5.2 Retrieving PM2.5 Concentrations over the Contiguous United States through the Use of CALIOP and HSRL Observations

Wednesday, 15 January 2020: 1:45 PM
209 (Boston Convention and Exhibition Center)
Travis D. Toth, NASA Langley Research Center, Hampton, VA; and J. Zhang, M. A. Vaughan, J. S. Reid, and J. R. Campbell

Particulate matter with diameters less than 2.5 µm (PM2.5) adversely affects air quality and human health. In the past, satellite-based PM2.5 studies mostly concentrated on deriving surface PM2.5 concentrations using correlative relationships between satellite retrieved aerosol optical depth (AOD) and PM2.5 concentrations. Such studies are fundamentally flawed, as AOD is a column-integrated quantity and PM2.5 is a surface-based parameter. Using a bulk-mass-modeling-based method, we demonstrate the feasibility of deriving surface PM2.5 concentrations using near-surface aerosol extinction retrievals from the NASA Cloud-Aerosol Lidar with Orthogonal Polarization (CALIOP) instrument, bulk mass extinction efficiencies, and model-based hygroscopicity.
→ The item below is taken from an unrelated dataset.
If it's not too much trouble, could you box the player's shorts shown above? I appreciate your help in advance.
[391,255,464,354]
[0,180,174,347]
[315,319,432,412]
The newly developed method is applied to CALIOP aerosol extinction retrievals using nearly the entire CALIOP data record (2007-2018), and the derived PM2.5 values were further evaluated using ground-based PM2.5 measurements from the U.S. Environmental Protection Agency (EPA). The potential of applying similar methods to measurements from the NASA Langley airborne High Spectral Resolution Lidar (HSRL) is also investigated. Lastly, we evaluate uncertainties in our method to examine the subsequent uncertainties in derived PM2.5 as one way to assess the usefulness of future space-based lidars for PM2.5 monitoring and forecasting.